Fox laid a hand on his arm. “Do not blame Dacres,” he begged. “His responsibility is to hold the port against any attack the enemy may launch. The Army were informed of the order before it was issued but, in spite of this, they continue to send wounded down to the wharf, without making any provision to feed or shelter them. And there are only two surgeons—two, Phillip—to care for them! If it had not been for the Highlanders’ women, including your beautiful Mistress Moray, and some of ou
r off-duty Jacks, the mortality on that wharf would be twice what it is. It’s bad enough, in all conscience as”—he reddened—“again, you know better than I. But at least we’ve got you safely away, thank God.”

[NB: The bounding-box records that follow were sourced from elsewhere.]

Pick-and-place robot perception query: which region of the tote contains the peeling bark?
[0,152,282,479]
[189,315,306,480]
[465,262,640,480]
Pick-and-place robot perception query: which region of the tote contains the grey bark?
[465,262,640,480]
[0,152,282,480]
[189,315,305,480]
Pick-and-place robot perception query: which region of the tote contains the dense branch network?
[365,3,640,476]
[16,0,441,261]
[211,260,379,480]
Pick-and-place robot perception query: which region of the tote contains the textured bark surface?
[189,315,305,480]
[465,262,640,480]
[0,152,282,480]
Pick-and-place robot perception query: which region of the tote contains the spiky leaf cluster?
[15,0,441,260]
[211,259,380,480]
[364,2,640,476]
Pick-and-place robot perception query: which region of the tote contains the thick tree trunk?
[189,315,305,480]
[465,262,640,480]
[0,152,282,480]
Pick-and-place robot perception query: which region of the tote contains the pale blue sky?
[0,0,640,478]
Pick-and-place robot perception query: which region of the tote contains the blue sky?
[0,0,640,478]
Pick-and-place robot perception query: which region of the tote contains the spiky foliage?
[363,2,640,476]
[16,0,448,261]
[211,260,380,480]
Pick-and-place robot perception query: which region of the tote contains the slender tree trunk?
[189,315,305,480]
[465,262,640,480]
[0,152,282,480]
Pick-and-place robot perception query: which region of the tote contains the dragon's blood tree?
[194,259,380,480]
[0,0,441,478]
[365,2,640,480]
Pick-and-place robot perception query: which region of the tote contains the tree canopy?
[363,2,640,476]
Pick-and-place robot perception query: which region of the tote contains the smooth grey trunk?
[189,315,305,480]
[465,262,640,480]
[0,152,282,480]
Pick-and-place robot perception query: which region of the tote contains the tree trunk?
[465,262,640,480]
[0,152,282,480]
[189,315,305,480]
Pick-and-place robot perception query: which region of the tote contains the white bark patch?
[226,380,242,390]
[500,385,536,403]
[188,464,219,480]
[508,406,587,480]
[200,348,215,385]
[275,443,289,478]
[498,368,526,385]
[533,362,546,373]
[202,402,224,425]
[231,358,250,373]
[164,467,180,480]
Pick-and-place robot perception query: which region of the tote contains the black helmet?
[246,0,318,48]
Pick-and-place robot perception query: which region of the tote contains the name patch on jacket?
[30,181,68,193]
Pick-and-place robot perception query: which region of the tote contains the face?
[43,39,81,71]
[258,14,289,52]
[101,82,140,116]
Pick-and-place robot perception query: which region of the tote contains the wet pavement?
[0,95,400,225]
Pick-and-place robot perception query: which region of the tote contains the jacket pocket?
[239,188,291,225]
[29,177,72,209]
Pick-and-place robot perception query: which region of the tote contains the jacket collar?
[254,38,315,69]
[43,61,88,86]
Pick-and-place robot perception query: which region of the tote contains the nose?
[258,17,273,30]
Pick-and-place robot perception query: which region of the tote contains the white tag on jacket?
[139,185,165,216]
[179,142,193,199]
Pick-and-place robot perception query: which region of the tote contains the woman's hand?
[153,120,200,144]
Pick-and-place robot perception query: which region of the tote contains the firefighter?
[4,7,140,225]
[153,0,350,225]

“Amen to that,” Phillip responded, with deep sincerity. The boat was nearing Trojan, he saw, and at the sight of her, his heavy heart lifted. It would be good to be aboard Trojan again, even though his stay on board must, of necessity, be brief.
“How is Captain Crawford, Martin?” he asked.
Martin Fox avoided his gaze. “He went down with an attack of fever yesterday as, I understand, Captain Dacres did also. Both were ashore, dining at one of the army camps together and, I fear, must have picked up the infection there. Captain Crawford is one of the best commanders I have ever served under—the best, that is to say, with a single exception, my dear Phillip.” He looked up then, to look Phillip full in the eye, and went on flatly, “But his health is far from robust and this has hit him hard.”
“He’s still aboard?”
“Yes—confined to his cabin. I’m temporarily in command.” Fox hesitated, as Midshipman O’Hara brought the boat smartly alongside and the bowman secured his boathook to the chains. “Captain Dacres has asked to be relieved of his command.”
“Of command of the Sanspareil, you mean?” Phillip stared at him.
Martin Fox nodded, “Of Sanspareil and the harbour defenses. It is rumoured that he is to be invalided. Commander Heath of the Niger is expected to succeed him … he went aboard Sanspareil this morning early, during the Middle Watch, I believe.”